Lo que resulta más interesante es cómo la marca de mi tutor se sustenta gracias a los becarios. Yo he llegado a encargarme de subir sus productos a la web porque ¿para qué contratar a alguien si tengo a un becario para hacérmelo gratis? Nosotros no cosemos las colecciones, pero las patronamos, las cortamos y se las mandamos a las costureras (gratis). Compramos los tejidos, hacemos los recados, llevamos y recogemos productos, hablamos con estilistas… y lo hacemos gratis. ¡Incluso de esos recados y compras a veces no nos devuelve el dinero!
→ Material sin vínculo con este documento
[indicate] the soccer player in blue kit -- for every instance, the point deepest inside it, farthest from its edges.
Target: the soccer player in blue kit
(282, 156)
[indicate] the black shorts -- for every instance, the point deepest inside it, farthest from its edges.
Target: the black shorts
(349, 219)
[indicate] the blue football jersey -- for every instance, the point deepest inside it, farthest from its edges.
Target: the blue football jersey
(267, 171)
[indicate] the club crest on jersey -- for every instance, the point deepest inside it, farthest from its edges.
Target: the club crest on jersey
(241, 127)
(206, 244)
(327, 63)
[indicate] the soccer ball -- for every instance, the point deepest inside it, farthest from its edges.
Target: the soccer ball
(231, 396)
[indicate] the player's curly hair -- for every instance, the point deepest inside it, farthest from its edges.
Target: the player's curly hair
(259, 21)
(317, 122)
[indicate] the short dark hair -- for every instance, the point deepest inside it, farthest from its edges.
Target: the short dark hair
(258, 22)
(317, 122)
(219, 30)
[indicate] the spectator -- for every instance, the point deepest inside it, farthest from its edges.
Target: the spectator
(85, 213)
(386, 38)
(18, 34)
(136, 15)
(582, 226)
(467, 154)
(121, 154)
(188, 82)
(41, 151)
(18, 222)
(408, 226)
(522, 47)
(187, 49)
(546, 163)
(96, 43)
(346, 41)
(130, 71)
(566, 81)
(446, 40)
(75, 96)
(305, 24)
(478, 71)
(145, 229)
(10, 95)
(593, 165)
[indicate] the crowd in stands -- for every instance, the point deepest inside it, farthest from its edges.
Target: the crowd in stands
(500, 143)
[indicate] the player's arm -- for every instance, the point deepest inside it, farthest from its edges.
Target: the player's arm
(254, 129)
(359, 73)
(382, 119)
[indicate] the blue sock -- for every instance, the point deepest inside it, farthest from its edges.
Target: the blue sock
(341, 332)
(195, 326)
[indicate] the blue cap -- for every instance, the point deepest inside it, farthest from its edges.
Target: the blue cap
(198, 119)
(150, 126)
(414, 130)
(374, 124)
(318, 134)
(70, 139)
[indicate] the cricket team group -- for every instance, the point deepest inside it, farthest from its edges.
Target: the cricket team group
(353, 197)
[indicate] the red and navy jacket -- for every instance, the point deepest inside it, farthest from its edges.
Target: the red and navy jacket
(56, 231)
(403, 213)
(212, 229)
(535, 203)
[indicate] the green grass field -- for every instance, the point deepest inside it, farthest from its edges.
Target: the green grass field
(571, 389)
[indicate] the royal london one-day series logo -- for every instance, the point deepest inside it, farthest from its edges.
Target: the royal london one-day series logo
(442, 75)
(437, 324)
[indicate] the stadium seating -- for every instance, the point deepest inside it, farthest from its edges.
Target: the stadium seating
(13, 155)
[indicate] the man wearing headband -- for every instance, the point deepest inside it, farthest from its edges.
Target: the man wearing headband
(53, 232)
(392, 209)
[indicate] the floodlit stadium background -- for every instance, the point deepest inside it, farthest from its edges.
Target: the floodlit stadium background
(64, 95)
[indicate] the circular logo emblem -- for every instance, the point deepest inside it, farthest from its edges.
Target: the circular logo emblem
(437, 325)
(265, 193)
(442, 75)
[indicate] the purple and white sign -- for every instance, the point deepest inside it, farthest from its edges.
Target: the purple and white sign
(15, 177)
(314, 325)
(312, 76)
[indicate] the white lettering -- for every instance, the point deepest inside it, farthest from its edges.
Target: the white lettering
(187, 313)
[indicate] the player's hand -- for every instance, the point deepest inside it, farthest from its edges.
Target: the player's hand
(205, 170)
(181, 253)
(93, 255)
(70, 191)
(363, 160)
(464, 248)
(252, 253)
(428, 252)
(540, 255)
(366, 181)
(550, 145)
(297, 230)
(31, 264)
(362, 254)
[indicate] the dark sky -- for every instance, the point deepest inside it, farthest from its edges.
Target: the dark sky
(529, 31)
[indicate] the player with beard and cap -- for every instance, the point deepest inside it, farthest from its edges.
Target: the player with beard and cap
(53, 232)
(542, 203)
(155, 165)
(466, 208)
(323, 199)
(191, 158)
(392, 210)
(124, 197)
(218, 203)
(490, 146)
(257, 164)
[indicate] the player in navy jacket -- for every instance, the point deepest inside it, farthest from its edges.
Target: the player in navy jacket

Con esas condiciones, todos los viajes, las vacaciones, las fiestas con amigos, los eventos, su ropa y sus actividades se entienden mucho mejor, y más aún si al gasto cero en mano de obra le añadimos el dinero de su familia y los beneficios de su empresa. Cuando no estaba en el estudio porque tenía algún plan personal, parecía el momento ideal para llevar sus propias prendas a la tintorería, hacer sus recados personales o comprar las cosas que necesitáramos, pero supongo que era pedirle mucho si podíamos hacerlo nosotros. La guinda del pastel eran sus mentiras. Tejidos que yo misma había comprado por 5 euros el metro los apuntaba en el libro de cuentas como 15 euros los tejidos de poliéster los exhibía como algodón y cuando le ponía precio a la mano de obra siempre nos preguntábamos adónde había ido a parar ese dinero, porque desde luego a nosotros no.
Me gustaría que esta experiencia que cuento no fuera más que una experiencia personal y aislada, pero desgraciadamente, como relataré en el siguiente número, es la tónica general.